Underneath all that: static. Like my instincts know there's supposed to be more information and hit a wall instead.

Scent blockers, my brain supplies.

Of course. New pack. New territory. Registry-approved precautions while everyone figures out whether anyone's a threat.

Safe. Sensible.

Also extremely annoying.

I keep snipping leaves like I don't care, dirt under my nails, sun on the back of my neck, knees in the soil. The garden is my safe zone. My small patch of things that don't have rules beyond sun and water.

Over the fence, the sounds are easy to track: a truck gate grinding, boxes thumping, someone swearing as something scrapes. A laugh. The low rumble of one voice giving directions, another protesting.

"Careful with that. If you break my coffee machine, I'm breaking up with you."

"We're not even dating. We're cohabitating with legally binding paperwork."

"Same thing."

A third voice—lighter, quick—chimes in, "If the espresso machine dies, I'm leaving all of you."

I shouldn't be listening this hard. But it's either that or go inside and sit on my bar stool while the walls press in.

Footsteps crunch closer on gravel. The soft creak of the side gate. The click of the latch.

"Hello? Uh... hi. Neighbor? Sorry to bother you, your gate was— oh."

I look up.

There's a stranger in my garden.

He's standing just inside the open gate, hands lifted in a universalI come in peacegesture. Late twenties, maybe early thirties. Brown hair in a messy cut that looks like hedid it himself. Dark eyes behind square glasses. T-shirt with a faded band logo, jeans with fresh dust on the knees.

His scent hits my nose and slides right off it. Clean soap, dryer sheets, some bland aftershave. Underneath, something my instincts reach for and can't quite grab.

Beta, I guess, because he doesn't carry that heavy alpha weight. But it's like trying to read a book with half the words blacked out.

"Oh," I say.

"Hi. I'm not trespassing. Probably. I hope. The real estate agent said the yards were technically shared? Or shareable? I don't really remember. There were a lot of disclosure forms."

I blink at him for a beat too long, then remember how to be a person.

I push to my feet, brushing dirt off my leggings. "You're fine. This isn't a sacred omega shrine or anything.
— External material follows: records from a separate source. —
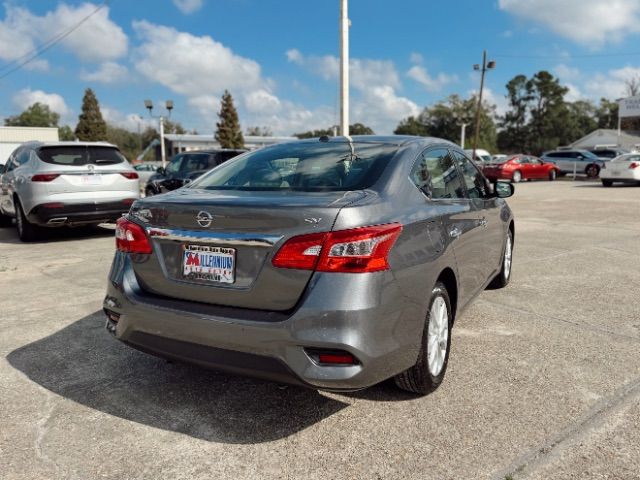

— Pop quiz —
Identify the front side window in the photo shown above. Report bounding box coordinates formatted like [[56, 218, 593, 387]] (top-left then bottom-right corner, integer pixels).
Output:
[[191, 142, 398, 192], [453, 151, 487, 198], [411, 148, 465, 199]]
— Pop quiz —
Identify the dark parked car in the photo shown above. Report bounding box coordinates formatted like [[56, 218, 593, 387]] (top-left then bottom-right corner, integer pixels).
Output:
[[104, 136, 514, 393], [542, 150, 606, 178], [144, 149, 246, 196]]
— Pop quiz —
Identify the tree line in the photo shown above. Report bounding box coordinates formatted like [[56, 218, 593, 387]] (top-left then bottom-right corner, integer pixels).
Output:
[[4, 88, 249, 160], [394, 70, 640, 155]]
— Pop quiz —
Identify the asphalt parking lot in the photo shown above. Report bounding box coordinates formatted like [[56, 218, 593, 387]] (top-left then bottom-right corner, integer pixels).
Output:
[[0, 181, 640, 480]]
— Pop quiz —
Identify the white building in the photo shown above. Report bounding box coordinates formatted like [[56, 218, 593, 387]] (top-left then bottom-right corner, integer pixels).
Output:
[[0, 127, 59, 165], [164, 133, 297, 158], [570, 128, 640, 151]]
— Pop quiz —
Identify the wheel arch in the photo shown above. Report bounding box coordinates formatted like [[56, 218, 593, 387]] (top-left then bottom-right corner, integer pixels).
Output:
[[436, 267, 458, 320]]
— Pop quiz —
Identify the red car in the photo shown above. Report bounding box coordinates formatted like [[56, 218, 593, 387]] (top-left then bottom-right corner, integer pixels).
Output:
[[482, 155, 560, 183]]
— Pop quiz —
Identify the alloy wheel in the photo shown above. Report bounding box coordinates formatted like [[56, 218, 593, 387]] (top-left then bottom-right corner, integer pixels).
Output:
[[427, 296, 449, 377]]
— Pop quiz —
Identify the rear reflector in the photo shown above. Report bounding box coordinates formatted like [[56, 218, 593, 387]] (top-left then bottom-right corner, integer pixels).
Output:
[[116, 217, 153, 254], [31, 173, 60, 182], [40, 202, 64, 208], [272, 223, 402, 273], [305, 348, 360, 365]]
Just dirt."

He glances down at the beds. "Looks like more than 'just dirt.' I kill succulents, so I'm impressed by anything that's still alive after a week."
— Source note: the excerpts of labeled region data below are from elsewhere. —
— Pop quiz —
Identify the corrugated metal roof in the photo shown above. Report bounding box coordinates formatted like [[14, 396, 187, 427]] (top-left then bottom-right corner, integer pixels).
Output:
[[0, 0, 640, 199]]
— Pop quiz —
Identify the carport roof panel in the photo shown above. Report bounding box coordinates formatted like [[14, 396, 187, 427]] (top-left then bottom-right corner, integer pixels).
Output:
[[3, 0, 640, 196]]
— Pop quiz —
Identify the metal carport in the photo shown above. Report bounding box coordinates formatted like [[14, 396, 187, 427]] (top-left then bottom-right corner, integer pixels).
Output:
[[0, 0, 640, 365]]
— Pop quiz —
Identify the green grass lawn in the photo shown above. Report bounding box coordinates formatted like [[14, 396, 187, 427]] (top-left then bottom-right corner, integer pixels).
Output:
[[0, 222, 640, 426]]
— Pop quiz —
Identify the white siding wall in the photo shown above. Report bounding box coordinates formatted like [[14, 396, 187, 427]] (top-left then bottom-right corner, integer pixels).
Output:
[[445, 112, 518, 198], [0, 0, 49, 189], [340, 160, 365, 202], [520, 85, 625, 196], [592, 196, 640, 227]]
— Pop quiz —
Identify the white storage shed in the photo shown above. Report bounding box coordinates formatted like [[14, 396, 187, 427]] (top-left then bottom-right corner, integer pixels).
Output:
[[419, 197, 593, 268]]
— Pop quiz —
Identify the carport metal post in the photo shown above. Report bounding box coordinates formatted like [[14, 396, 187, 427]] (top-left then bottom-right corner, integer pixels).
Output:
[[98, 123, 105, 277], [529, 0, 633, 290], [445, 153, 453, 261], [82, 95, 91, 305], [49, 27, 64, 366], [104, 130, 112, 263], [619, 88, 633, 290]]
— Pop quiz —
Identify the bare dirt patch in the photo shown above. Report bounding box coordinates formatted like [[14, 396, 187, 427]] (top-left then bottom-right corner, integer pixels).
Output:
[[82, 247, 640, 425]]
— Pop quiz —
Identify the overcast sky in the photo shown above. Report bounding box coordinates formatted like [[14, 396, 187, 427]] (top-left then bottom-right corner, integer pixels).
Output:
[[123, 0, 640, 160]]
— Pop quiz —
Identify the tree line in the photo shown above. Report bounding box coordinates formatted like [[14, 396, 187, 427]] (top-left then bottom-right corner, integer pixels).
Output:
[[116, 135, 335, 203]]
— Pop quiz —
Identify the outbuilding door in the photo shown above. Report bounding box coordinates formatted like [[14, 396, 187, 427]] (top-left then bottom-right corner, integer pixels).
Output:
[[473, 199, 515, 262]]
I can't help it—my mouth twitches. "These are hardy. You'd have to try to kill them."

"I believe in myself. I can kill anything if given a chance."

A surprised laugh escapes me, quick and small. He brightens at the sound like that was his goal.

"I'm Finn. Finn Locke. I live next door now. With the other two chaos goblins."

A deeper voice calls from the other yard, "We heard that!"